While Floridian beachgoers may wonder if the state will suffer the same rash of shark attacks it did last summer, scientists are still debating what prompted the bites. The attacks weren’t more frequent than usual, but conservation groups have pointed fingers at four small tour operators that offer educational, adrenaline-packed feeding dives where, at popular underwater scavenging grounds, the companies bait sharks while stunned clients watch. Because of environmentalists" efforts, Florida has outlawed feeding aquatic wildlife, and this ban has global implications. In April, the Cayman Islands passed a similar ban, and Hawaii may follow suit.

"All wildlife managers agree that by feeding wildlife, you are increasing the risk that they will attack humans,"says Bob Dimond, president of the Marine Safety Group (MSG), one of the first environmental organizations to label shark diving unsafe. Dimond says feeding sharks makes them associate humans with food, and therefore makes them more likely to attack.

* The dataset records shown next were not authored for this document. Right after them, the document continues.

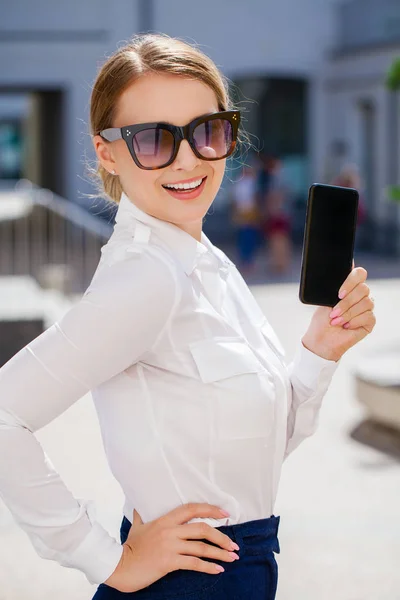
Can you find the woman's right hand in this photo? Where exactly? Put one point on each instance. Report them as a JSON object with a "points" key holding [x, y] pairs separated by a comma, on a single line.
{"points": [[170, 543]]}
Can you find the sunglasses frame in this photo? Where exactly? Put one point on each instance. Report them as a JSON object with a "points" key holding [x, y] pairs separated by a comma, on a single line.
{"points": [[179, 133]]}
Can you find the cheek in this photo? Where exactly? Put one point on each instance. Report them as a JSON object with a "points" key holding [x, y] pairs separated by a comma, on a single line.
{"points": [[218, 173]]}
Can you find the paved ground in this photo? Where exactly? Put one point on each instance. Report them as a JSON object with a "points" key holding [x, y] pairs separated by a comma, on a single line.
{"points": [[339, 500]]}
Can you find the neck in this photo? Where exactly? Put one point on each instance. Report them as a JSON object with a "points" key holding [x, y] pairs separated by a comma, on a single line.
{"points": [[194, 229]]}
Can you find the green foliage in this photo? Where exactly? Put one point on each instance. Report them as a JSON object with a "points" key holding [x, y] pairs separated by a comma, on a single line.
{"points": [[393, 193], [393, 76]]}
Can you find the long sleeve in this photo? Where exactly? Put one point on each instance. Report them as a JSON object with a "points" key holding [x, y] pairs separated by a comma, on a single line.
{"points": [[310, 376], [121, 316]]}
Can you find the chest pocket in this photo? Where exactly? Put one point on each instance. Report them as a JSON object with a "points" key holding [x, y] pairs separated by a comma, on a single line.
{"points": [[240, 392]]}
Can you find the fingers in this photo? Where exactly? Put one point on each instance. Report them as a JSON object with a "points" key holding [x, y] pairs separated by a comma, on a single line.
{"points": [[365, 305], [355, 304], [367, 320], [202, 531], [357, 276], [204, 550], [193, 510]]}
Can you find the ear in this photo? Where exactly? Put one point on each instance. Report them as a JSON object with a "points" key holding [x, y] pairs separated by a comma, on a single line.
{"points": [[104, 153]]}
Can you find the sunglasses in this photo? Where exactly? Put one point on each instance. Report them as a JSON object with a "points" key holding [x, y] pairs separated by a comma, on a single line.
{"points": [[155, 145]]}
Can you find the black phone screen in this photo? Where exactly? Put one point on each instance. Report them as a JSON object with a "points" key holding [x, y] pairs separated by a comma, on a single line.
{"points": [[328, 243]]}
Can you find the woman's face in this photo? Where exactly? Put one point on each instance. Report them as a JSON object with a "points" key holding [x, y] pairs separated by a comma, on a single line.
{"points": [[178, 101]]}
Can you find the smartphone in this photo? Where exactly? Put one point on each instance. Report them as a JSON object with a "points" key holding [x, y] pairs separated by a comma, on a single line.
{"points": [[328, 246]]}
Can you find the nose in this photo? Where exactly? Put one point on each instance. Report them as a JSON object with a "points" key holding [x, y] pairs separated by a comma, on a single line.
{"points": [[185, 160]]}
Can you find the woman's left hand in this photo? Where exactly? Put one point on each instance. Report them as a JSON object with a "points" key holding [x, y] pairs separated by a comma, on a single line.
{"points": [[333, 331]]}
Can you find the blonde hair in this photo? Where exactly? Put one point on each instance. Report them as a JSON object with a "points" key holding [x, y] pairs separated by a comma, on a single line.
{"points": [[144, 53]]}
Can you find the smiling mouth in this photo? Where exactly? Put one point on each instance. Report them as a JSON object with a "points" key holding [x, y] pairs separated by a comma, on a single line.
{"points": [[187, 189]]}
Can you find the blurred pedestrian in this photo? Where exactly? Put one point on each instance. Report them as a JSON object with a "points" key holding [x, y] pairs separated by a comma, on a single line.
{"points": [[277, 222], [246, 217], [349, 176]]}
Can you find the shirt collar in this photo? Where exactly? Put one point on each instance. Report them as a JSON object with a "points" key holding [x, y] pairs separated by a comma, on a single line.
{"points": [[186, 248]]}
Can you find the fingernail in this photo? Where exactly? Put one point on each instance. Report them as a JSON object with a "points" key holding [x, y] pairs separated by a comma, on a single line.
{"points": [[337, 321]]}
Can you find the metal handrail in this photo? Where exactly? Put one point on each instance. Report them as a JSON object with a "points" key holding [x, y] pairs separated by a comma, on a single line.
{"points": [[49, 238]]}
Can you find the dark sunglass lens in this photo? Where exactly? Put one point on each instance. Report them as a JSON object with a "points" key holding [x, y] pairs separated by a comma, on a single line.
{"points": [[214, 138], [153, 147]]}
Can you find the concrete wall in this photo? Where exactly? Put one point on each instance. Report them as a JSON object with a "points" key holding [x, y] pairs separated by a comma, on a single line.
{"points": [[60, 45]]}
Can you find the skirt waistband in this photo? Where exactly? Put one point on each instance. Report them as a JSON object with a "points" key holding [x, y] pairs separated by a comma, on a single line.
{"points": [[253, 537]]}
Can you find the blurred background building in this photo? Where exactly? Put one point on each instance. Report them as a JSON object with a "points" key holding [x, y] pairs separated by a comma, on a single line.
{"points": [[310, 76]]}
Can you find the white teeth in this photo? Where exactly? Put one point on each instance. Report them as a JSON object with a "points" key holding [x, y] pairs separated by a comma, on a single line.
{"points": [[184, 186]]}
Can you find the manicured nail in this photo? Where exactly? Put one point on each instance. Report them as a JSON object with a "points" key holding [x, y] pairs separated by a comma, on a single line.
{"points": [[337, 321]]}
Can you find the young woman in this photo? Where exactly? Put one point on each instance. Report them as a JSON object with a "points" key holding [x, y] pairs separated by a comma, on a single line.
{"points": [[196, 404]]}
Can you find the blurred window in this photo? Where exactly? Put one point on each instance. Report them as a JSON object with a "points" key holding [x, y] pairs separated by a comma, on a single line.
{"points": [[10, 149]]}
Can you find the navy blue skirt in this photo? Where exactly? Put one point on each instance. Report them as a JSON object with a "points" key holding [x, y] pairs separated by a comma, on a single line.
{"points": [[253, 577]]}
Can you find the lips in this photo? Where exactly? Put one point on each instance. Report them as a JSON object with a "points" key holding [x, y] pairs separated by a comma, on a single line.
{"points": [[185, 181], [187, 194]]}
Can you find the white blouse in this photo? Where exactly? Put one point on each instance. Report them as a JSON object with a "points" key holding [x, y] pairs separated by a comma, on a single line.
{"points": [[193, 395]]}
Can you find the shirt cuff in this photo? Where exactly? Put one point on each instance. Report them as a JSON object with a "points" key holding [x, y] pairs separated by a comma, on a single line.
{"points": [[311, 369], [97, 556]]}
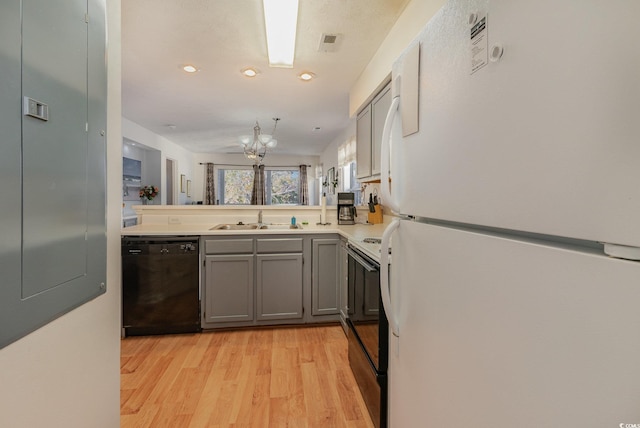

Additionally, MSG contends that shark feeding is bad for sharks. "Feeding these animals causes highly unnatural aggregations," says marine ecologist Bill Alevizon, the group’s scientific advisor. He is concerned that altering shark behavior could lead to over-predation of their prey, or could affect the animals" migratory or reproductive habits in unforeseeable ways.

However, some experts contend that feeding dives aren’t bad for sharks, aren’t responsible for attacks and educate the public about the animal’s ecological importance. Clive James of the British conservation group Shark Trust says shark-feeding operations have hosted thousands of bite-free dives, and Sam Gruber, a lemon shark expert at the University of Miami, has been feeding sharks for research purposes for 20 years with only a few incidents. Gruber says his fed sharks still behave and mate normally.

What has struck a nerve with some scientists, says Gruber, is that the Florida ban "allows spear fishing and chumming in order to kill sharks, but not diving to learn about sharks." And James agrees: "It’s difficult to educate people about sharks if you cannot show them one," he says. Dimond counters that the ban is consistent with national park wildlife laws.

According to Bob Burhans, the Birch Aquarium curator at Scripps Oceanographic Institute, education is key to shark survival. "Humans are killing more than 100 million sharks a year for their fins, and the populations can’t handle it." But Dimond insists shark feeding is a poor teaching tool.

James advocates banning new feeding operations, but he doesn’t support the shutting down of existing ones due to potential animal dependence and employment reasons. "Sadly and increasingly," he laments, "the saying "better an ecotourist shark than a finned dead shark" is a reality."